Description
🐛 Bug
A Caffe2 operation in PyTorch does not respect the current CUDA stream. An operation switches the current CUDA stream with its own CUDA stream. As results:
- All the CUDA kernels since the Caffe2 operation are executed on the switched CUDA stream.
- A Caffe2 operation would provide a corrupted result nondeterministically if it depends on a tensor from the original CUDA stream in PyTorch.
To Reproduce
Steps to reproduce the behavior:
- Check the current CUDA stream in PyTorch.
- Call any Caffe2 operation in PyTorch.
- Check the current CUDA stream in PyTorch again.
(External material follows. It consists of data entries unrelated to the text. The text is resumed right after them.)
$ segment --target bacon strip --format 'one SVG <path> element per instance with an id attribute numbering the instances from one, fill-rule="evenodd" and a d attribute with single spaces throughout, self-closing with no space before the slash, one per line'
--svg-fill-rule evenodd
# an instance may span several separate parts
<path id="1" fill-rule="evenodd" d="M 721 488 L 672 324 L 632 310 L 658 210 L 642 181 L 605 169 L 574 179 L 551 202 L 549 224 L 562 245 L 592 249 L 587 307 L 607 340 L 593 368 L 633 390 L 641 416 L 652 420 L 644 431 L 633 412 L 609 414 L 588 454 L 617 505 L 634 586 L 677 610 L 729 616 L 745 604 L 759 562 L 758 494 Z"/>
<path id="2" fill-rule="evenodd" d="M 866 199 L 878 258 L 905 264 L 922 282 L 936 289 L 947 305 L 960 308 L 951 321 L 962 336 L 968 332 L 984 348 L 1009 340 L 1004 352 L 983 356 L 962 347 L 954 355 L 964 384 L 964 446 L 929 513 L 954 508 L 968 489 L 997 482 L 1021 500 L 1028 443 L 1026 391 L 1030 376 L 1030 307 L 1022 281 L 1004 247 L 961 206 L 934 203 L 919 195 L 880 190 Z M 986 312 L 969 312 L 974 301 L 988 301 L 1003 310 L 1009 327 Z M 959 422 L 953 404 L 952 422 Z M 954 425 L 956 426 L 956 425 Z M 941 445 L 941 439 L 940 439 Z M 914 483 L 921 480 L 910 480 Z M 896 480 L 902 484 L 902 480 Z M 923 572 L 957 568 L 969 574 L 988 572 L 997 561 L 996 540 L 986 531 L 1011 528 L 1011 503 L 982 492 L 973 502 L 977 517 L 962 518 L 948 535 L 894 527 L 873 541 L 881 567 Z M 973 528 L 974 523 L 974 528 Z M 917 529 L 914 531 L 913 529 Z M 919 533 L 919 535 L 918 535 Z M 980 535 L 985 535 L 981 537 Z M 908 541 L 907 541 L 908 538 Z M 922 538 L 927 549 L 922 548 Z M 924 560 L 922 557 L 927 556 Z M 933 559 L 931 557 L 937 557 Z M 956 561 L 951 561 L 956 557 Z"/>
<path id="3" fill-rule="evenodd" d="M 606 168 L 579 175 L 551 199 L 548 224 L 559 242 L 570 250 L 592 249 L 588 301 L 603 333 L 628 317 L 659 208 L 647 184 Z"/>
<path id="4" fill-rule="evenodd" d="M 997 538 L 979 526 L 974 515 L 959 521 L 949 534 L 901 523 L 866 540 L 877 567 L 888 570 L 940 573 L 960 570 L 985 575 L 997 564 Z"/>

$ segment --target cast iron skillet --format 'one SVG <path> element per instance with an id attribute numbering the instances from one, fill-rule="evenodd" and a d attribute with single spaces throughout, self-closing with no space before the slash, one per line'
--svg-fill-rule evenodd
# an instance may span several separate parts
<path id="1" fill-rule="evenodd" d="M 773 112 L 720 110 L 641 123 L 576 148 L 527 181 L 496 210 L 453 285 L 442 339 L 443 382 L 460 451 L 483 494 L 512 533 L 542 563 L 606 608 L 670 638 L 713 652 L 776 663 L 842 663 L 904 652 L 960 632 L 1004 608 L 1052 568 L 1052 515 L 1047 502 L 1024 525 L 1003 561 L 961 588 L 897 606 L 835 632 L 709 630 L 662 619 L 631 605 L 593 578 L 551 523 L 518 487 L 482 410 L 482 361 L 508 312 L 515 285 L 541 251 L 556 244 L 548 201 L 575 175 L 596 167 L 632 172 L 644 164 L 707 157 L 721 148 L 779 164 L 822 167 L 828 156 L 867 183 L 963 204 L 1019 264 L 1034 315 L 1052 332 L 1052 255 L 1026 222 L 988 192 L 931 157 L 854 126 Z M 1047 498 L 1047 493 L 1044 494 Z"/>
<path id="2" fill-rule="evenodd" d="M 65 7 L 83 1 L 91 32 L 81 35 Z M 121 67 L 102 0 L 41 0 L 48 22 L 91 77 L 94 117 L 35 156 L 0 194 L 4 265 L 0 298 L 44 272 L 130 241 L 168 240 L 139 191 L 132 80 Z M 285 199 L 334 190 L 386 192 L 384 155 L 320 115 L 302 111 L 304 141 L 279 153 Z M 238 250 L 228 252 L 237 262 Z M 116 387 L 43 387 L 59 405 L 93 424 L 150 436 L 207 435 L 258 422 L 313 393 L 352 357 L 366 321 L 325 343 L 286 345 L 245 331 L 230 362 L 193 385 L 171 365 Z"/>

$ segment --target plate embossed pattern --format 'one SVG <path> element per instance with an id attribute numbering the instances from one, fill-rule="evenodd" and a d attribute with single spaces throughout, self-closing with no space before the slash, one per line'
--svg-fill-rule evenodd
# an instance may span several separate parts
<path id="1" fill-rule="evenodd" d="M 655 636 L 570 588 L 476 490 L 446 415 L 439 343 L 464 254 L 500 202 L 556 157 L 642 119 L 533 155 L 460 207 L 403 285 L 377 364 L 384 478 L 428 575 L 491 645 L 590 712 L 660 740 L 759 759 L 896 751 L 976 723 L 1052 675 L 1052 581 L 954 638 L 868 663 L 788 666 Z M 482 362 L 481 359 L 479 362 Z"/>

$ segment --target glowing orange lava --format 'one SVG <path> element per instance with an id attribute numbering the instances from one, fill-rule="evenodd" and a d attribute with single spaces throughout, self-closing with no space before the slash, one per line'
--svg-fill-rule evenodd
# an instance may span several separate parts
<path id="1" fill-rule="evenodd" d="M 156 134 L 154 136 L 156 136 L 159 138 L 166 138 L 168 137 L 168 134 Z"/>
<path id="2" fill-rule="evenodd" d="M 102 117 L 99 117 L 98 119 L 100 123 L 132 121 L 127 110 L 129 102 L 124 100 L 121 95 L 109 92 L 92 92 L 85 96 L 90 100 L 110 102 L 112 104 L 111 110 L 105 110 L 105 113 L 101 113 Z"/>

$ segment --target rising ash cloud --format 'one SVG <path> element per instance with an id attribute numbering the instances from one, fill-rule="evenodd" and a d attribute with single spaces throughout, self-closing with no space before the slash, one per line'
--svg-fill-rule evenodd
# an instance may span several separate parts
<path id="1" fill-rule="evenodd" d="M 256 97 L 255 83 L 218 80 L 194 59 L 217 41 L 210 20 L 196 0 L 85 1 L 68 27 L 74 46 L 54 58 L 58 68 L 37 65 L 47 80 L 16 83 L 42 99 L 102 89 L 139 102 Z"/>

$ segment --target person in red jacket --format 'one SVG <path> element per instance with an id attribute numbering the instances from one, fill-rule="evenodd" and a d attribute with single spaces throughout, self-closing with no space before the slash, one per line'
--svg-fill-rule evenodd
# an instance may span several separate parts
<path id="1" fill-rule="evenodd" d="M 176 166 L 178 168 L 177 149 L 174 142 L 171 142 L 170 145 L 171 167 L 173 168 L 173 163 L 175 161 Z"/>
# The current CUDA stream is the default stream.
>>> torch.cuda.current_stream()
<torch.cuda.Stream device=cuda:0 cuda_stream=0x0>
>>> x = torch.rand(1).cuda()
>>> torch.ops._caffe2.AliasWithName(x, 'x')
tensor([0.8422], device='cuda:0')
# After a Caffe2 operation, the current CUDA stream has been changed.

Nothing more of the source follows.